Verso la metà del pomeriggio, giunsero a una bassa roccia splendidamente colorata. Ponte dell’Arcobaleno la chiamò il geologo, e richiamò irresistibilmente alla memoria di Gibson un fiammeggiante canyon dell’Arizona, anche se in scala minore. Smontarono dalla pulce, e mentre lo scienziato raccoglieva i suoi campioni, Gibson scattò tutto un rullino di pellicola a colori portata con sé appunto per occasioni simili.

«Sarà bene avviarci, se vogliamo essere a casa per l’ora del tè» disse a un certo punto il geologo. «Possiamo ritornare per la stessa strada oppure girare dietro le colline. Che cosa preferite?»

«Perché non passiamo per la pianura? Sarebbe il percorso più diretto» suggerì Mackay, il quale cominciava a essere un po’ annoiato della gita.

«Ma anche il più lento… bisogna procedere a passo d’uomo, attraverso quei cavoli troppo cresciuti.»

«Io detesto tornare sui miei passi» disse Gibson. «Giriamo dietro le colline e vediamo un po’ quello che troviamo da quelle parti.»

La giovane guida rise.

«Non illudetevi con speranze inutili. Di qui o di lì è pressappoco lo stesso. Su, si parte!»
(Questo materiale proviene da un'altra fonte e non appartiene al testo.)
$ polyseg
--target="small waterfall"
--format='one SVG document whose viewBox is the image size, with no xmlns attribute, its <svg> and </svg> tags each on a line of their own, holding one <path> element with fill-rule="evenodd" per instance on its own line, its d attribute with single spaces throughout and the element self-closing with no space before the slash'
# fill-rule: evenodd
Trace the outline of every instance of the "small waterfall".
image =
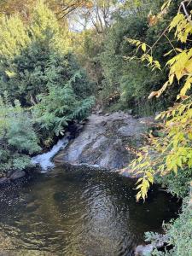
<svg viewBox="0 0 192 256">
<path fill-rule="evenodd" d="M 56 145 L 55 145 L 50 151 L 38 154 L 37 156 L 32 157 L 32 165 L 39 164 L 42 168 L 42 173 L 45 173 L 49 169 L 53 168 L 55 166 L 52 162 L 52 158 L 61 150 L 67 147 L 68 144 L 68 138 L 66 137 L 61 140 L 59 140 Z"/>
</svg>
La pulce balzò in avanti e il Ponte dell’Arcobaleno scomparve presto alle loro spalle. Il percorso si snodava ora attraverso una regione completamente brulla, dove anche gli alberi pietrificati erano scomparsi. A volte Gibson notava chiazze verdi, che credeva vegetazione, ma non appena si avvicinavano scopriva invariabilmente un ennesimo giacimento minerale. Era però un paesaggio straordinariamente bello, un vero paradiso geologico, e Gibson sperò in cuor suo che gli uomini non osassero mai saccheggiarlo con i loro scavi e le loro ricerche scientifiche e minerarie, perché certamente quella zona era una delle località più interessanti di Marte.
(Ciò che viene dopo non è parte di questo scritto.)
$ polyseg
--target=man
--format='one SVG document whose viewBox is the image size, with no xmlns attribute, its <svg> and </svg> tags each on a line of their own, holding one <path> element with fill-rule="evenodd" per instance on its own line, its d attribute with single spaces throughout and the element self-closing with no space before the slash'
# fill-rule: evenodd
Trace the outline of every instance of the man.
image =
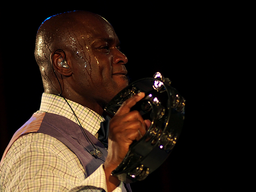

Viaggiavano da forse mezz’ora quando le colline presero a digradare entro una lunga valle serpeggiante che presentava senza possibilità di equivoco tutte le caratteristiche di un antico corso d’acqua. Cinquanta milioni di anni prima circa, spiegò il geologo, un grande fiume scorreva in quel letto per portare le sue acque nel Mare Erythraeum, uno dei pochi mari marziani, se così si potevano definire. Fermarono il mezzo e osservarono l’alveo vuoto con un misto di sentimenti contrastanti. Gibson tentò d’immaginare come doveva essere la regione in quei tempi remoti, nel periodo in cui i grandi rettili dominavano la Terra e l’Uomo era ancora una larva dall’imperscrutabile, lontanissimo futuro. Le rocce rosse non dovevano essere molto diverse da allora. In mezzo alle rocce, il fiume si era certamente aperto un varco verso il mare, con moto lento e pigro per effetto della debole gravità. Uno spettacolo quasi terrestre, ma lì era mai stato visto o percepito da esseri intelligenti?
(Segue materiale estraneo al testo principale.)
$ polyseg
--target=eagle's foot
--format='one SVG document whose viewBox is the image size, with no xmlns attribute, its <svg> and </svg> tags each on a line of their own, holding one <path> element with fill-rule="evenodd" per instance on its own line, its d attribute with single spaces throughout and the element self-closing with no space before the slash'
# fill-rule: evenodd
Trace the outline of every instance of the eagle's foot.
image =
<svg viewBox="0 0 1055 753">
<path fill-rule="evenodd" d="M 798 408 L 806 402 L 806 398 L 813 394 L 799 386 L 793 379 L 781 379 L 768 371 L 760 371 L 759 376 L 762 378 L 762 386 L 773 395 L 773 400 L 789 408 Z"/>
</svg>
L’antico fiume aveva lasciato in retaggio qualcosa di assai prezioso perché lungo le propaggini più basse della valle resisteva ancora una certa umidità, e una stretta striscia di vegetazione segnava in quel punto le rive dell’Erythraeum, e il suo verde smagliante formava un vivido contrasto col cremisi delle rocce. Le piante erano le stesse che Gibson aveva visto sull’altro versante delle colline, ma qua e là ne spiccavano di nuove. Erano anche sufficientemente alte da poter essere definite alberi, però non avevano foglie ma soltanto rami sottili, a forma di frusta, che vibravano di continuo malgrado l’immobilità dell’atmosfera. Gibson pensò che erano tra gli oggetti più inquietanti che lui avesse mai visto in vita sua. Gli sembrava che dovessero inaspettatamente, minacciosamente, allungare quei loro ripugnanti tentacoli a ghermire il passante ignaro. Invece erano piante assolutamente innocue, come tutto quello che si trovava su Marte.